Exercise 3: Processing and Visualizing Flow Data

Author

Oh Jia Wen

Published

November 30, 2023

Modified

December 1, 2023

1. Getting Started

1.1 Install and launching R packages

The code chunk below uses p_load() of pacman package to check if the packages below are installed into the R environment. If they are, then they will be launched into R.

pacman::p_load(tmap, sf, DT, stplanr,
               performance,
               ggpubr, tidyverse)

1.2 Importing the OD data

We will be using three data sets for this exercise. Data were retrieved for the following:

  1. Passenger Volume by Origin Destination Bus Stops data set for the month of October- Aspatial data
  2. Bus Stop. - Geospatial data that provides the location of bus stop
  3. MPSZ-2019 - Geospatial data that provides the sub-zone boundary of URA Master Plan 2019.

In this exercise, we are interested to build an OD matrix with the above data sets.

1.2.1 Importing Aspatial Data

The code chunk below uses st_read() of sf package to import the 1st data set into R. The imported shapefile will be simple features object of sf.

odbus <- read_csv("data/aspatial/origin_destination_bus_202310.csv")
glimpse(odbus)
Rows: 5,694,297
Columns: 7
$ YEAR_MONTH          <chr> "2023-10", "2023-10", "2023-10", "2023-10", "2023-…
$ DAY_TYPE            <chr> "WEEKENDS/HOLIDAY", "WEEKDAY", "WEEKENDS/HOLIDAY",…
$ TIME_PER_HOUR       <dbl> 16, 16, 14, 14, 17, 17, 17, 7, 14, 14, 10, 20, 20,…
$ PT_TYPE             <chr> "BUS", "BUS", "BUS", "BUS", "BUS", "BUS", "BUS", "…
$ ORIGIN_PT_CODE      <chr> "04168", "04168", "80119", "80119", "44069", "2028…
$ DESTINATION_PT_CODE <chr> "10051", "10051", "90079", "90079", "17229", "2014…
$ TOTAL_TRIPS         <dbl> 3, 5, 3, 5, 4, 1, 24, 2, 1, 7, 3, 2, 5, 1, 1, 1, 1…

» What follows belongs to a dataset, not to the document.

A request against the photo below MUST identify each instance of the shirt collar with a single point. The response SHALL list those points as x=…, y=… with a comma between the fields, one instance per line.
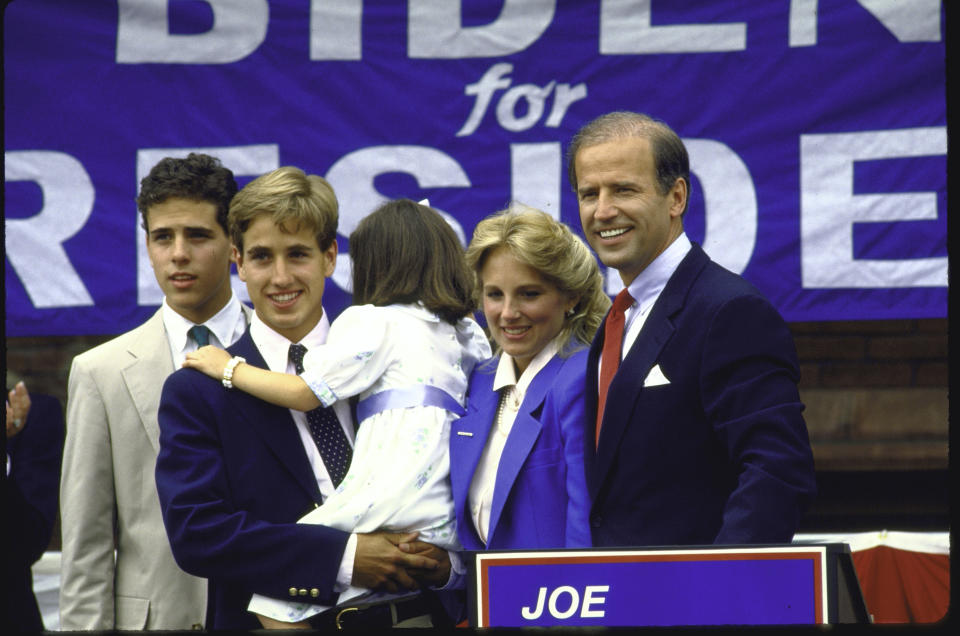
x=646, y=287
x=223, y=324
x=507, y=374
x=274, y=347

1.2.2 Importing Geospatial Data

As identified, we will be using two geospatial data.

1.2.2.1 Import bus stop

The code chunk below uses st_read() of sf package to import the busstop into R. The imported shapefile will be simple features object of sf.

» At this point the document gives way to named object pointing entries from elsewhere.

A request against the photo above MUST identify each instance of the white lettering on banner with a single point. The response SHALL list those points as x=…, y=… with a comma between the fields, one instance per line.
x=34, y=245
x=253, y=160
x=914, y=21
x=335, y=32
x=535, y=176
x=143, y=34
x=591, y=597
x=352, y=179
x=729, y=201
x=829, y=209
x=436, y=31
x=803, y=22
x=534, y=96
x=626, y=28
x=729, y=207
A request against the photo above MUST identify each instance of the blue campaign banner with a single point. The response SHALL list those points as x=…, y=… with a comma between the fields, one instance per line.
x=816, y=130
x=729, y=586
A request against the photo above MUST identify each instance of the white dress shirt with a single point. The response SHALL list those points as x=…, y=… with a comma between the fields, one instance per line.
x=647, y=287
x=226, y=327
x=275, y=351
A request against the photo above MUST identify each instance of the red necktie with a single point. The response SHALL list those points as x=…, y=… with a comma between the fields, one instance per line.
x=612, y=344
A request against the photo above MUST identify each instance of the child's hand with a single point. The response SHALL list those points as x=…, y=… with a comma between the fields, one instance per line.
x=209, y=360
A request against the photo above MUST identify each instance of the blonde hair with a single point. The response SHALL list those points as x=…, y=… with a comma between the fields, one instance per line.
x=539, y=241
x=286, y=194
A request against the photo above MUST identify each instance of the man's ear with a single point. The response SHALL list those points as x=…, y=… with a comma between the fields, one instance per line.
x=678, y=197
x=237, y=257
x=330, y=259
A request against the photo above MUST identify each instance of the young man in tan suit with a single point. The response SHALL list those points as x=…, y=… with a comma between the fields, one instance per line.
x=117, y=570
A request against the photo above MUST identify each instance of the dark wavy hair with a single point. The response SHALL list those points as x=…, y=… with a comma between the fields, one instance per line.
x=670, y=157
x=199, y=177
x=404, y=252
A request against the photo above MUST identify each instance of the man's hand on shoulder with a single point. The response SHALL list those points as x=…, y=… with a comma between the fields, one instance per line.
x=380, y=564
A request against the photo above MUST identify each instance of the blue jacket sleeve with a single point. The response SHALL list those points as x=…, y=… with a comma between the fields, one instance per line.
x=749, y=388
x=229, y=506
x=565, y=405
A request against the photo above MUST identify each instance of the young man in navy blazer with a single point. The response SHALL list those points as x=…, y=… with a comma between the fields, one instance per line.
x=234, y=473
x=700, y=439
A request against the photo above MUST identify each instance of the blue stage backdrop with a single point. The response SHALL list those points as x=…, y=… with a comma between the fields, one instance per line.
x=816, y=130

busstop <- st_read(dsn = "data/geospatial",
                   layer = "BusStop") %>%
  st_transform(crs = 3414)
Reading layer `BusStop' from data source 
  `/Users/smu/Rworkshop/jiawenoh/ISSS624/Hands-on_Ex/Hands-on_Ex03/data/geospatial' 
  using driver `ESRI Shapefile'
Simple feature collection with 5161 features and 3 fields
Geometry type: POINT
Dimension:     XY
Bounding box:  xmin: 3970.122 ymin: 26482.1 xmax: 48284.56 ymax: 52983.82
Projected CRS: SVY21

1.2.2.2 Importing MPSZ-2019

Then, we will use the same approach to import MPSZ-2019 into R.

mpsz <- st_read(dsn = "data/geospatial",
                   layer = "MPSZ-2019") %>%
  st_transform(crs = 3414)
Reading layer `MPSZ-2019' from data source 
  `/Users/smu/Rworkshop/jiawenoh/ISSS624/Hands-on_Ex/Hands-on_Ex03/data/geospatial' 
  using driver `ESRI Shapefile'
Simple feature collection with 332 features and 6 fields
Geometry type: MULTIPOLYGON
Dimension:     XY
Bounding box:  xmin: 103.6057 ymin: 1.158699 xmax: 104.0885 ymax: 1.470775
Geodetic CRS:  WGS 84

2. Data Processing

After importing the data, we noticed that ORIGIN_PT_CODE and DESTINATION_PT_CODE are in numeric data type;. Hence, we could convert it into character data type.

Show the code
odbus$ORIGIN_PT_CODE <- as.factor(odbus$ORIGIN_PT_CODE)
odbus$DESTINATION_PT_CODE <- as.factor(odbus$DESTINATION_PT_CODE) 

2.1 Data Extraction

We are interested in the commuting flows on Weekday between 6 to 9 o’clock. As such, we will run the following code :

Show the code
odbus6_9 <- odbus %>%
  filter(DAY_TYPE == "WEEKDAY",
         between(TIME_PER_HOUR, 6, 9)) %>%
  group_by(ORIGIN_PT_CODE,
           DESTINATION_PT_CODE) %>%
  summarise(TRIPS = sum(TOTAL_TRIPS))
Tip

Instead of doing pipe on two filters, we could add in additional conditions in `filter()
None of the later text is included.